Konsep Karakter dan Wawasan Kebangsaan perlu dipahami bangsa Indonesia untuk mewujudkan cita-cita & tujuan berbangsa dan bernegara. Karakter Kebangsaan yang ingin dicapai adalah manusia Indonesia yang memiliki nilai-nilai integritas, etos kerja, dan gotong royong.

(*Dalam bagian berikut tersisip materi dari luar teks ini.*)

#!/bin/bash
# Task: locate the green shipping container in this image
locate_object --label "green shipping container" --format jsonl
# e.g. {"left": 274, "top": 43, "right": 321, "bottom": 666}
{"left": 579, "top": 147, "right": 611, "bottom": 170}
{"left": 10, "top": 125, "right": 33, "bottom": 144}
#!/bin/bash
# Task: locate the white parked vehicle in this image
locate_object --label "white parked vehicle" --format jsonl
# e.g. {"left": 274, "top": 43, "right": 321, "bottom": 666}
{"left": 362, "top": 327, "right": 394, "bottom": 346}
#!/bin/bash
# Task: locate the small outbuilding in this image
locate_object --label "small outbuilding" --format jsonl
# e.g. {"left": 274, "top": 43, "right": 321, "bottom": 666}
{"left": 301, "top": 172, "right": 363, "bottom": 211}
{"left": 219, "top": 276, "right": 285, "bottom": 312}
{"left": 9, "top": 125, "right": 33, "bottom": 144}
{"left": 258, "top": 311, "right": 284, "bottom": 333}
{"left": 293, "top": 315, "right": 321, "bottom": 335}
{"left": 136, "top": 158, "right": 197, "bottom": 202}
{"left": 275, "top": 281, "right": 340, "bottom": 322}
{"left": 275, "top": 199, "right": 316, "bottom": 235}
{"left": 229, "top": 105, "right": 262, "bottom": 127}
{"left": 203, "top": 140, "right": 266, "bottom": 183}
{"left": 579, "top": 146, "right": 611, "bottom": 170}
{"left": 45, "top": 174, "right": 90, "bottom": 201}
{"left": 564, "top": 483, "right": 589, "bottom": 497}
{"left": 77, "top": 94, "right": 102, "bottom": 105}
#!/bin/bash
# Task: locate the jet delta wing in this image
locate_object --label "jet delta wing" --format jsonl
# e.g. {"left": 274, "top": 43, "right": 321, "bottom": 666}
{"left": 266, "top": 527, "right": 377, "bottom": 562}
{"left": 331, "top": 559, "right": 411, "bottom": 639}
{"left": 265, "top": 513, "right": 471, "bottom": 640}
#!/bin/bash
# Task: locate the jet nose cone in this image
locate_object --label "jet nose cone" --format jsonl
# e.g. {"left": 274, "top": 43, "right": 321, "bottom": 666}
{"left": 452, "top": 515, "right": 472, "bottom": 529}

Masing-masing nilai ditunjukkan keteladanannya oleh tiga tokoh proklamasi. Mereka adalah Mohammad Hatta yang memperlihatkan integritas, Ki Hajar Dewantara yang mencerminkan etos kerja, dan Soekarno yang mencetuskan gotong royong.

Integritas Mohammad Hatta

Integritas adalah kesesuaian antara yang dikatakan dan diperbuat. Contohnya berkata dan berlaku jujur, dapat dipercaya, serta berpegang teguh dengan kebenaran moral dan etika. Mohammad Hatta atau yang biasa dipanggil dengan sebutan Bung Hatta, merupakan salah satu tokoh yang menggambarkan integritas bangsa Indonesia.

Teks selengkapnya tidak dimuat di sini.